毎日中学生新聞 1978(昭和53年)1月31日掲載
初めて海を渡る日本の昔影絵劇
「かかし座」制作の映画
フランスなど八か国のテレビ局へ

 浦島太郎や、サルカニ合戦……などわが国の昔話が、初めてテレビ映画で世界に紹介される__。影絵の「かかし座」(東京・渋谷区渋谷3の25の4、ゲマービル、藤泰隆代表)は、わが国の昔話を影絵映画として制作、TBS系テレビの「ちよ太郎こども劇場」(毎週土曜日午前七時二十分)で放送しているが、フランスのテレビ局が「日本の昔話のおもしろさは、世界の子どもたちでも十分理解できる」と買い入れ、この四月からスイスなど八か国のテレビ局にも配給、放送されることになった。
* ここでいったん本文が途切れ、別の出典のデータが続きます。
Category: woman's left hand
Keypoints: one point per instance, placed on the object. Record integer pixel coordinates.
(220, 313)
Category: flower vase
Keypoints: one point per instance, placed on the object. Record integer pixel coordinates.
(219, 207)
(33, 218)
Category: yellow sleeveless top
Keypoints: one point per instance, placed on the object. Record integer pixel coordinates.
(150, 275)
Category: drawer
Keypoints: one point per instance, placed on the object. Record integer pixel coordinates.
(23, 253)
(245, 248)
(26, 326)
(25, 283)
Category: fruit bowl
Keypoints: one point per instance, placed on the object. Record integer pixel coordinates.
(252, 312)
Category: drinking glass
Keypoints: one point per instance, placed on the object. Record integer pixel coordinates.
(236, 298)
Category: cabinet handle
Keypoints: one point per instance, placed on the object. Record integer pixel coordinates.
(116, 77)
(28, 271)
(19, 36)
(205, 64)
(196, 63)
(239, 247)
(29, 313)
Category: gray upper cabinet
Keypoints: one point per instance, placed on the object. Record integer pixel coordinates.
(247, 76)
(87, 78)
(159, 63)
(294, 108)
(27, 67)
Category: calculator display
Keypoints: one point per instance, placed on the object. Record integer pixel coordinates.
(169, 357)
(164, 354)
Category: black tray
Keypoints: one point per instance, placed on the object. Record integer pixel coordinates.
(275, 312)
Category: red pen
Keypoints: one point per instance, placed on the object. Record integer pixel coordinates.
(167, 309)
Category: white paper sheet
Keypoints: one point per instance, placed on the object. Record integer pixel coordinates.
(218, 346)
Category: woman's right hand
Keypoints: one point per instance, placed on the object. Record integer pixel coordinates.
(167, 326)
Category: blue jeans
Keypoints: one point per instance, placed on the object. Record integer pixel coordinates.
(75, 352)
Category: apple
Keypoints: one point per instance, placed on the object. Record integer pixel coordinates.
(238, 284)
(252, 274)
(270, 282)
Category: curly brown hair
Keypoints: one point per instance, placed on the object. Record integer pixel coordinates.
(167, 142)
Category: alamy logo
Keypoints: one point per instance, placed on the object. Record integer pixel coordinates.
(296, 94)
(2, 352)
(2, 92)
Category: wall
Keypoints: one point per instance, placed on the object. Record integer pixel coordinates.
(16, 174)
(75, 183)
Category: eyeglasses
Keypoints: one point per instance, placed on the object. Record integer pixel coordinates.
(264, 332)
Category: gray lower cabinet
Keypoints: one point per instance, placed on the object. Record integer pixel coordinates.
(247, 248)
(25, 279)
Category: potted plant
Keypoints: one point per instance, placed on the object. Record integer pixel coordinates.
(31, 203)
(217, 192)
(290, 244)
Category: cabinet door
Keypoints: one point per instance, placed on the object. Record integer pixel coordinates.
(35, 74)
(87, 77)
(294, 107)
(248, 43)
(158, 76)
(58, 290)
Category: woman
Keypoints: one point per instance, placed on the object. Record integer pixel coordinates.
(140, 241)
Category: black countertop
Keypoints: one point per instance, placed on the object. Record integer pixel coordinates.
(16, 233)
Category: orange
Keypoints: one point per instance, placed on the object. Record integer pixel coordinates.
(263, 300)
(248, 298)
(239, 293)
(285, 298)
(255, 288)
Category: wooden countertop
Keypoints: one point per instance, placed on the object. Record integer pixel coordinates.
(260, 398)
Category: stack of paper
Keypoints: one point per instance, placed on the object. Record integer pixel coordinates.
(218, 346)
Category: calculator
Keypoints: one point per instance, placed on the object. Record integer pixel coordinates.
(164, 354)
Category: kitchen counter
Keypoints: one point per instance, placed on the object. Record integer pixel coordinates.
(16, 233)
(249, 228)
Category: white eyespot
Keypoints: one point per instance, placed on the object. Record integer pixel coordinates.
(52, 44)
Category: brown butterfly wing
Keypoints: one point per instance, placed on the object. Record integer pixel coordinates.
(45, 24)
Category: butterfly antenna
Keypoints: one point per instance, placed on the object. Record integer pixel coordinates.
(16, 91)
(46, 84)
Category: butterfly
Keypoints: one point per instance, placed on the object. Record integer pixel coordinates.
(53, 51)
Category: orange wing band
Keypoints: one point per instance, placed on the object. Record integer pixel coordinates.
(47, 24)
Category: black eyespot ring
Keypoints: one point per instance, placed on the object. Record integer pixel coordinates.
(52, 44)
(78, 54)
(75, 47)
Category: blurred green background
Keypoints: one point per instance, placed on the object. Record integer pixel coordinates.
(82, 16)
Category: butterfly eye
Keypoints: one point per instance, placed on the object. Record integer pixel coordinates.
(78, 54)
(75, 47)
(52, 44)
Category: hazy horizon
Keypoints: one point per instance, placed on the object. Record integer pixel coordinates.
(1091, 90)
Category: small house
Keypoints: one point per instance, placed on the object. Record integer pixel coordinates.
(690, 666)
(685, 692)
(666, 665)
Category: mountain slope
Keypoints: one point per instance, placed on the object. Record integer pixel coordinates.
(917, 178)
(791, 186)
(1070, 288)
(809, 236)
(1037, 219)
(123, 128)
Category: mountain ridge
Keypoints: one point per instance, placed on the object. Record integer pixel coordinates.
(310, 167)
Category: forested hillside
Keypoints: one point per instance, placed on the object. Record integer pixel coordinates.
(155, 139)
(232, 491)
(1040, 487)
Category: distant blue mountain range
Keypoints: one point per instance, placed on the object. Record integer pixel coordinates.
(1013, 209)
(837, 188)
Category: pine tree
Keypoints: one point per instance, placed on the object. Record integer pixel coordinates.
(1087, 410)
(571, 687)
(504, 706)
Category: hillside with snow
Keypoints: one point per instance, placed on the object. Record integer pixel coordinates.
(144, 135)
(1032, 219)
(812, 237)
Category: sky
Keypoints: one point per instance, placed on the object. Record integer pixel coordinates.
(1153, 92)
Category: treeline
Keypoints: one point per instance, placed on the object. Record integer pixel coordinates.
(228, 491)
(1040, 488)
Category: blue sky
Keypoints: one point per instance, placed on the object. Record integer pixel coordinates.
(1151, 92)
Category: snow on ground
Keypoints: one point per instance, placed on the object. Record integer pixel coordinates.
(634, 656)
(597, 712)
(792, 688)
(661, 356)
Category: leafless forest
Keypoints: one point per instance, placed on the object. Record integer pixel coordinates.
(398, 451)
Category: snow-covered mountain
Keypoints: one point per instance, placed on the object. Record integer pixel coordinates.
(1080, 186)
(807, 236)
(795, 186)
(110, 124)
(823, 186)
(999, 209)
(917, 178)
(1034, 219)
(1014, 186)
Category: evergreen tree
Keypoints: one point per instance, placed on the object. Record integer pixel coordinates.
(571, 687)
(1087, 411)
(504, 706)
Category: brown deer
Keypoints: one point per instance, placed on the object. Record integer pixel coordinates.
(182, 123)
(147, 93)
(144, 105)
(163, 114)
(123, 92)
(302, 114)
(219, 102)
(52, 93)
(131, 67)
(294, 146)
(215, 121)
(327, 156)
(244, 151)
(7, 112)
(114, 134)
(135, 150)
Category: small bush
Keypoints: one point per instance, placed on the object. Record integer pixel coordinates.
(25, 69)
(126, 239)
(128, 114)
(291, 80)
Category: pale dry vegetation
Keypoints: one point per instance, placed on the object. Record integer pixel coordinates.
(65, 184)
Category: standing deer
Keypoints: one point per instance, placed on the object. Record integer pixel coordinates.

 わが国には、外国製のテレビ映画のフィルムは、年間千本以上も輸入されるが、逆に輸出される日本製のフィルムは、わずか数十本で、圧倒的に外国製が優勢。しかも輸出される日本製フィルムも「アルプスの少女ハイジ」のように、外国の話が多く、純粋な日本の昔話が世界のテレビで放送されるのは初めて。「世界の子どもと“心の交流”になる」と関係者は喜んでいる。
 「かかし座」は、戦後、藤代表が始めたもので、三十年の歴史を持ち、全国各地の小、中学校を巡回して上演したり、NHKの語学や児童番組を制作、わが国では有数のシルエット劇団だ。
 外国のシルエット劇は、明暗の濃淡が強過ぎて、テレビの放送には難しい点が多かった。そこで藤代表は、カラーセロハンを何枚も重ね合わせて、淡い中間色を出すのに成功、独特のシルエットを作っている。
 千代田生命の提供による同こども劇場で、声優の熊倉一雄さんの語りで「かぐや姫」などわが国の代表的な昔話を、一回十五分の影絵にして放送してきた。
 ふつう影絵は生放送だが、「かかし座」ではフィルムに撮影、映画にしておいた。これをわが国のテレビ児童番組輸出入代理店が知り、フランスの同業者に連絡した。それを見た放送関係者は、同劇団特有の中間色の美しさに、目を見張ったが、それ以上に「一寸法師」などの話の面白さに興味をひかれたという。
 関係者は「これなら世界の子どもたちにも理解できる。面白い話だ」と感嘆の声をあげ、購入することになり、同放送局と取り引きのある、ベルギー、カナダ、アルジェリア、ルクセンブルクなど八か国の放送局にも売られ、この春に放送されることになった。
 フランスで放送されるのは同劇場で放送した七十五本から「桃太郎」や「耳なし芳一」など二十数本。どれをとってもわが国を代表する昔話ばかり。わが国を代表する昔話ばかり。わが国のテレビ児童番組は“アンギラス”などの怪獣物が東南アジアなどに輸出されているが、昔話の輸出ははじめて。
 わが国の昔話を英語で紹介した本はアメリカやイギリスでも出版されているが、いずれも学者などが日本文化を研究するための資料用。藤代表は「テレビ映画で世界の子どもたちに日本の昔話が紹介されるのは初めてだろう」といっている。